I did eventually return that box of church books. I didn’t recycle any of the old lesson manuals or anything, just gave them back. I debated annotating the margins with point for point rebuttals, but that would have taken more work than benefit.
It was good to see some old friends and acquaintances. Oldest Boy came along, too. A few people asked him if he’d be coming back, looking hopeful. (His reaction: Don’t think so.) He thought it was kind of good to see people, though he was annoyed that everyone commented on how tall he’d gotten. Other people’s kids looked older too. That was strange. I must have been away longer than I’d realised. In fact, it’s only been three years, but it feels longer.

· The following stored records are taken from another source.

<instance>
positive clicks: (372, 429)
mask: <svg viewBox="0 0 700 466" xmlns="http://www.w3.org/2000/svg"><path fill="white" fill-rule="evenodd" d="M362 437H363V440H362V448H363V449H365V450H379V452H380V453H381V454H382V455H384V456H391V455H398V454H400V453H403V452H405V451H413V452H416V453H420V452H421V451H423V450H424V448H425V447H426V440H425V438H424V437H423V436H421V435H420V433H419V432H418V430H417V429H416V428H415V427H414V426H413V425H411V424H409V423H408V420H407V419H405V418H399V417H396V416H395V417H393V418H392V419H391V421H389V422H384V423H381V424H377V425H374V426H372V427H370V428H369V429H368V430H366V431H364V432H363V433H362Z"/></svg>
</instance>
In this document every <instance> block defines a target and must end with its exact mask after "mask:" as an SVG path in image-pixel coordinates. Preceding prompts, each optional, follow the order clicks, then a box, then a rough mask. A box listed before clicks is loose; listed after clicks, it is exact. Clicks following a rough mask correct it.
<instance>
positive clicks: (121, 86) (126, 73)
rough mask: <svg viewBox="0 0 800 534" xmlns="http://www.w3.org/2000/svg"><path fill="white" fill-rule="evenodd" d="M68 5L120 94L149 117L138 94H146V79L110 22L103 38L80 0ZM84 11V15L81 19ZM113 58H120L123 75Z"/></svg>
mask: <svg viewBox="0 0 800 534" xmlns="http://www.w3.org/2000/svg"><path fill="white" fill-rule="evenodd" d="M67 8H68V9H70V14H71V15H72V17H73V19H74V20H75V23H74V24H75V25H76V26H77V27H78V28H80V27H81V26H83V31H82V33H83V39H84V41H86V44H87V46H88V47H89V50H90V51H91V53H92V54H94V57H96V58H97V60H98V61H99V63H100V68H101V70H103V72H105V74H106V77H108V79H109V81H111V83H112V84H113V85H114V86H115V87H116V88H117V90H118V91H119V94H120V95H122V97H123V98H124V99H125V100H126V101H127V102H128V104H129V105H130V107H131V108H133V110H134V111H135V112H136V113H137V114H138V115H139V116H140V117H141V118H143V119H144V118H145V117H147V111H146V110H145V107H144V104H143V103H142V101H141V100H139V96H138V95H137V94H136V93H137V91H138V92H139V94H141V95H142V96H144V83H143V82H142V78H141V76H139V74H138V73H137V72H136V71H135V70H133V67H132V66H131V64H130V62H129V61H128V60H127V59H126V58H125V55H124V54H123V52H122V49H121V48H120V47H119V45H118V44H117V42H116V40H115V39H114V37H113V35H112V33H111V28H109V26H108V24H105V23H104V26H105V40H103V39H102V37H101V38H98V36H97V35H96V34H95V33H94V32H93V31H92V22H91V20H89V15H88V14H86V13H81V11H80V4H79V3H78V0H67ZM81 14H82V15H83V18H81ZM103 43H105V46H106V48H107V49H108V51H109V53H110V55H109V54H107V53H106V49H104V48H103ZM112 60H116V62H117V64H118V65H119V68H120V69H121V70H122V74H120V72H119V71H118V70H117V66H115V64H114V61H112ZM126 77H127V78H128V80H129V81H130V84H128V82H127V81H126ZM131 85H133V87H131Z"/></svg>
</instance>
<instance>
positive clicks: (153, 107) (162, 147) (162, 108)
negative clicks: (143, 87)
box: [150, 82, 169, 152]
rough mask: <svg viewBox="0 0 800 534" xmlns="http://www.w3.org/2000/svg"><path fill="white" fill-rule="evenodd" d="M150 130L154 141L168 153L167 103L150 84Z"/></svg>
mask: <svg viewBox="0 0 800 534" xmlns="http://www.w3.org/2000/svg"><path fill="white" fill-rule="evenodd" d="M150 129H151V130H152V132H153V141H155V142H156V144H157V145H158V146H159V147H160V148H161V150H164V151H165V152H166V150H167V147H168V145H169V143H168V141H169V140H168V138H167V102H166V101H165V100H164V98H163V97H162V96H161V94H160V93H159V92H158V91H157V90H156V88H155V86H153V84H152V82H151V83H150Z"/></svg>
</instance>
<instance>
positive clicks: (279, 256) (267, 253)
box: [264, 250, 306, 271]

The building looked the same, the art was the same, and the lessons were probably about the same as when I’d left. In fact, that was the overall impression I got: sameness. But not stability — stagnation.
Same people there, too, still hearing the same messages, same exhortations to pay tithing, do Home or Visiting Teaching, support the activities, and on and on. I could probably go back in three more years, and still find mostly the same people there. It’s silly, but because I only ever saw these people at church, I had this cognitive illusion that they’d never left the building in all that time. It was all a bit Hotel California.
I couldn’t imagine sitting through another meeting rehashing the same material — same scriptures, maybe some interesting discussion, maybe a bit of controversy, never really able to be resolved, and the same curriculum over and over.
Since leaving religion, I’ve had more time to learn about the world we live in — about science and nature, philosophy and ethics, language and life. No doubt all the church people had learned things in the interim, too, when not at church. But what I’ve learned — and they still haven’t — is that life is enhanced, not diminished, by enjoying the real world and by rejecting the unseen world of gods, angels, devils, and spirits. Sure, I learned a lot of good moral teachings in that church, and some really awful ones. But the religious system was like a maze that you could stay in forever, whose passages only led back to the same places, with no relation to the outside world.
As I left the building that day, I felt relieved not to be there anymore. I want to say that it was the feeling of having graduated, but that’s not quite right. It was the feeling of having escaped.
My son and I said goodbye to everyone, and walked out into the sunlight. It was a beautiful Sunday morning, too nice to be inside. People were playing a game in a field opposite the church. Life was happening out in the real world, and we were a part of it.